CDC recommends wearing cloth face coverings as a protective measure in addition to social distancing staying at least 6 feet away from others). Cloth face coverings may be especially important when social distancing is not possible because of working conditions.
When clients book appointments via telephone or online, ask them to wear a cloth face covering when they enter the salon and while they are receiving services. Consider linking to the CDC cloth face coverings guidance on your online booking platform, if possible.
In nail salons where respirators or facemasks are required for the job tasks being performed (such as applying acrylic nails), those items should still be worn. Cloth face coverings are not an appropriate substitute.
Provide handwashing stations for clients, and ask clients to wash their hands with soap and water immediately before their salon service.
Remind employees that people may be able to spread COVID-19 even if they do not show symptoms. Consider all close interactions (within 6 feet) with employees, clients, and others as a potential source of exposure.
Protect Workers and Clients with Personal Protective Equipment (PPE)
OSHApdf iconexternal icon has recommended specific PPE for some types of work activities when engineering and administrative controls are not able to be put in place or may not protect workers from the risk of exposure to SARS-CoV-2, the virus that causes COVID-19.
Nail salon employees would likely fall in the medium exposure risk category, since they will have frequent and/or close contact with (within 6 feet) customers.

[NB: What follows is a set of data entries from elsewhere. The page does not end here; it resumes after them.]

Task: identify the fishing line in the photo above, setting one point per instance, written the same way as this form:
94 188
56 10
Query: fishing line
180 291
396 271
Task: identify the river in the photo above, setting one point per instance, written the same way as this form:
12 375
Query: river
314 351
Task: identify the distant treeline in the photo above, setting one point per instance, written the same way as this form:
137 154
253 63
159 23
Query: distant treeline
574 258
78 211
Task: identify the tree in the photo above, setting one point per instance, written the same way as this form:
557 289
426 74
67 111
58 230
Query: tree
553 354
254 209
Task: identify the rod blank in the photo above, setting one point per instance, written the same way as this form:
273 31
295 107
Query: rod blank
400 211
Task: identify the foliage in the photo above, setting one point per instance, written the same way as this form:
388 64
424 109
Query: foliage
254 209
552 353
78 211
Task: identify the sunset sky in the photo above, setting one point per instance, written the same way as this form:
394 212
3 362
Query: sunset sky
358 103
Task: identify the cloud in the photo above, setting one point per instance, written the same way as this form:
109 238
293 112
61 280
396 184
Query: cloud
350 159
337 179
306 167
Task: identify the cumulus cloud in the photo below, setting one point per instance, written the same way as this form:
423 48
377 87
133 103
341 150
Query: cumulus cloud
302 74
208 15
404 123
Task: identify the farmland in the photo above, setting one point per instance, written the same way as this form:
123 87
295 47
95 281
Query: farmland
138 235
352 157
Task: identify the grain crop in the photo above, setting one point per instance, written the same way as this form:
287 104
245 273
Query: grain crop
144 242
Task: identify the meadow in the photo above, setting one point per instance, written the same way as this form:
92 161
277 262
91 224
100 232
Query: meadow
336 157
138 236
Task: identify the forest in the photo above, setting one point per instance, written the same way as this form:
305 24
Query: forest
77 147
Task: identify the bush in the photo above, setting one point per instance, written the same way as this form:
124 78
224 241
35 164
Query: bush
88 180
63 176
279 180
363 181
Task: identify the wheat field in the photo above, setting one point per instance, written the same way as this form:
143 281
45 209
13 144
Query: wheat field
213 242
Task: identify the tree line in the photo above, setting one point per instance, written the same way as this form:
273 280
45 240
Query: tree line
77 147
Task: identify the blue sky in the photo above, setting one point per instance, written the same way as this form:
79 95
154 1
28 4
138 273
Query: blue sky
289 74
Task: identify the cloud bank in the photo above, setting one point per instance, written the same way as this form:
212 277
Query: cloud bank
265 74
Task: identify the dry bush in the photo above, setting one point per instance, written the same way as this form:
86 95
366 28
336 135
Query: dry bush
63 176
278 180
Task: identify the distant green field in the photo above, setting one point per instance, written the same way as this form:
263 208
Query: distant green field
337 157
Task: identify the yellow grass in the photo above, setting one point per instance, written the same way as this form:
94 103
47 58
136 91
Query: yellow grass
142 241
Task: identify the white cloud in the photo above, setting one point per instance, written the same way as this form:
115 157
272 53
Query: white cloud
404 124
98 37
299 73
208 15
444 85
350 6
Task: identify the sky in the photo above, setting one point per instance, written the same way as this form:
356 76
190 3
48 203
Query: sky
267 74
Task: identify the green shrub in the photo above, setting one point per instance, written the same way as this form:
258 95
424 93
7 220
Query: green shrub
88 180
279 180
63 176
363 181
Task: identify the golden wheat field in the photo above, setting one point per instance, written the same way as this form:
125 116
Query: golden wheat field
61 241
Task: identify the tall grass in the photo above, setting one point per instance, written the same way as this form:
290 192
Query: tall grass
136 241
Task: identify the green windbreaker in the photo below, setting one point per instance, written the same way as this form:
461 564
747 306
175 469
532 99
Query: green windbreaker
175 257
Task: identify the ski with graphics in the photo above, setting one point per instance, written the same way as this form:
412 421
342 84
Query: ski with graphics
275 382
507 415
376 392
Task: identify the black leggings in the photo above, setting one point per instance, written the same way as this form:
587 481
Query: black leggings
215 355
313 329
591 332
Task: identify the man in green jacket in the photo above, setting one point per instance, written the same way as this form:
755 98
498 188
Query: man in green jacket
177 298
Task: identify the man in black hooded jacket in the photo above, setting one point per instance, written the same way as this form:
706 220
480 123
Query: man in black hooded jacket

Workers in the medium exposure risk category may need to wear some combination of gloves, a gown or smock, a face covering, and/or a face shield or goggles.
Cloth face coverings are not an appropriate substitute for respirators or facemasks when performing job tasks (like applying acrylic nails) that normally require respiratory protection. Nail salon workers should continue to wear all PPE required for their job.
Disposable gloves should be changed between each client.
Employees should wash their hands with soap and water or use hand sanitizer containing at least 60% alcohol after removing their gloves.
Provide enough clean smocks for employees to put a new one on between each client.
Provide employee training on the proper way to put on and take off PPE items to minimize contamination, as well as training on methods to clean items that are reusable.
Educate employees about steps they can take to protect themselves at work and at home:
Workers should be educated to avoid touching their faces, including their eyes, noses, and mouths, particularly until after they have thoroughly washed their hands upon completing work and/or removing PPE.
Communication and training should be easy to understand, in preferred language(s) spoken or read by the employees and include accurate and timely information.
Emphasize use of images (infographics) that account for language differences.
Topics should include, but not be limited to, signs and symptoms of infection, staying home when ill, social distancing, hand hygiene practices, and how the disease is spread (and how to minimize them) at work, at home, and in the community.
Training should be reinforced with signs (preferably infographics), placed in easy-to-see locations, that direct employees how and when to use face coverings, how to report signs and symptoms of infection, and remind them to wash their hands.
Take actions to create a healthy place of business for employees and clients
Read the CDC Interim Guidance for Businesses and Employers to learn about more recommendations for creating new sick leave, cleaning, and employee communication policies to help protect your workers and clients. Train your workers on any new policies developed to reduce the spread of COVID-19. CDC has also developed a fact sheet for nail salon employees that you should share with your workers.